Un pedazo de ámbar, con una colonia de abejas fosilizada, que tiene más de diez millones de años de antigüedad, conservado en el Museo de Historia Natural de Nueva York, nos ofrece el mudo testimonio geológico de la presencia de las abejas, tal cual las conocemos en nuestros días.

Mucho antes de que apareciera el hombre sobre la faz de la tierra, mucho antes de que vivieran los primitivos mamíferos y peces, mucho antes de que se hicieran presentes las aves y la casi totalidad de los vegetales, las abejas ya poblaban el aire húmedo de las selvas del carbonífero, ya pendían sus panales de cera en oquedades, ya acumulaban las reservas de miel y polen. La estructura perfecta, la conformación orgánica y social bien definida, todo lo que hoy es prueba de una evolución en la que el automatismo ha dado paso a funciones vitales que nos hacen pensar en un instinto desarrollado hasta los umbrales de la inteligencia, todo esto estaba ya definido en las abejas que nos legó el ámbar milenario para solaz de nuestro espíritu investigador. Los cálculos de los hombres de ciencia contemporáneos han fijado de una forma más precisa los estadios geológicos por que atravesó la Tierra: entre el momento en que la corteza terrestre y su atmósfera presentaron condiciones favorables para las manifestaciones más rudimentarias de la vida, y el período en que la colonia de abejas quedó fosilizada en el pedazo de ámbar, la evolución de este insecto no fue posible desde sus formas primitivas hasta lo que en la era carbonífera aparece como colonia social perfectamente desarrollada.

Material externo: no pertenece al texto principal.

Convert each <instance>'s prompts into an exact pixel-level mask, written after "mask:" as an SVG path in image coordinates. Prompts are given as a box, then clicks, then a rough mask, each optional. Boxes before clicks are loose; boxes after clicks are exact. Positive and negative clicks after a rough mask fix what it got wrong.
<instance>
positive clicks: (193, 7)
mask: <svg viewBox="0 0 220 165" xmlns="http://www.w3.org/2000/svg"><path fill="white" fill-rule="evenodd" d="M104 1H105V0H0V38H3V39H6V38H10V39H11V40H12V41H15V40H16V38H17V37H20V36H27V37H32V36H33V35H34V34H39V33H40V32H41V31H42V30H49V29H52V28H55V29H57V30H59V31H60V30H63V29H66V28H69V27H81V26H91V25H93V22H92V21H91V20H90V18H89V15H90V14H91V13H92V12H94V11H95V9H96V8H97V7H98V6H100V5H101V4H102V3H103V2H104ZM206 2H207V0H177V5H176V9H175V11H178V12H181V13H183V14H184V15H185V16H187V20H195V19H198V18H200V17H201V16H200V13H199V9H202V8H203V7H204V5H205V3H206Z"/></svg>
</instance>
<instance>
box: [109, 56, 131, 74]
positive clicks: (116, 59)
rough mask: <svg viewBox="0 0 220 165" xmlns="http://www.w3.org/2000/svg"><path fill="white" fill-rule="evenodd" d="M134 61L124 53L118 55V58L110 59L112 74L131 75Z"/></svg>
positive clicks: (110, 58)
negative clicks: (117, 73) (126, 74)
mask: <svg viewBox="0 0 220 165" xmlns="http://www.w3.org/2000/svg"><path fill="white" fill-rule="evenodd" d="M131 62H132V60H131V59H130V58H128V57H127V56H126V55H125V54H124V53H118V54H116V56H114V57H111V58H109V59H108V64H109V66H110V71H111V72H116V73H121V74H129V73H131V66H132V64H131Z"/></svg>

Además, desde estos tiempos remotos han transcurrido milenios, han sobrevenido cataclismos, erupciones volcánicas, anomalías cósmicas, sin que la abeja se haya visto afectada o variado el sistema de vida.

Todo esto sugiere, quizás, una hipótesis que ya no es, en la era atómica en que vivimos, tan aventurada: la abeja no es de este planeta; llegó a la tierra desde otro mundo que en edad nos aventaja en varios millones de años y del cual quizás sólo existen al presente errantes despojos cósmicos. Allí donde un cinturón de asteroides señala el antiguo derrotero de un planeta destrozado pudo florecer otrora un mundo semejante al nuestro. Sabemos, en efecto, que todos los planetas están constituidos por la misma materia fundamental. El sistema solar es sólo un ejemplo, un átomo, dentro de la inmensidad de la galaxia, opulenta en millones de sistemas solares, y, a su vez, el Universo está constituido por millones de galaxias. No estamos solos en el Universo: esto ya no es algo difícil de pensar; y, aunque hay una íntima resistencia para admitir el origen extraterreno de las abejas, si las circunstancias y pruebas acumuladas nos conducen a ello, no podemos, hoy, descartar esta posibilidad.

Quizás, pues, no anduvieron muy lejos de la verdad los antiguos y valiosísimos documentos del Tíbet, guardados por el celo de los lamas en sus inaccesibles monasterios de los montes Himalaya. En ellos se cuenta el origen del nombre y se explica cómo llegó éste, tripulando naves espaciales, desde otro planeta, y cómo trajo consigo las semillas del trigo y los enjambres de las abejas. Ciertamente, la imagen del origen y evolución de la vida de los científicos modernos no corresponde ni se adecua a la imagen ingenua de las viejas tradiciones tibetanas. Pero si un día se hiciera necesario admitir el origen extraterreno de las abejas, la ciencia debería modificar sus representaciones actuales y aceptar algo de los supuestos del Tíbet. En este caso, al admitir la presencia de especies bien desarrolladas, llegadas a nuestro planeta a través de viajes siderales, junto a otras que se desarrollan progresivamente hacia formas más perfectas, habría que estudiar la influencia y modificaciones que la presencia de aquéllas introduce en la evolución en general.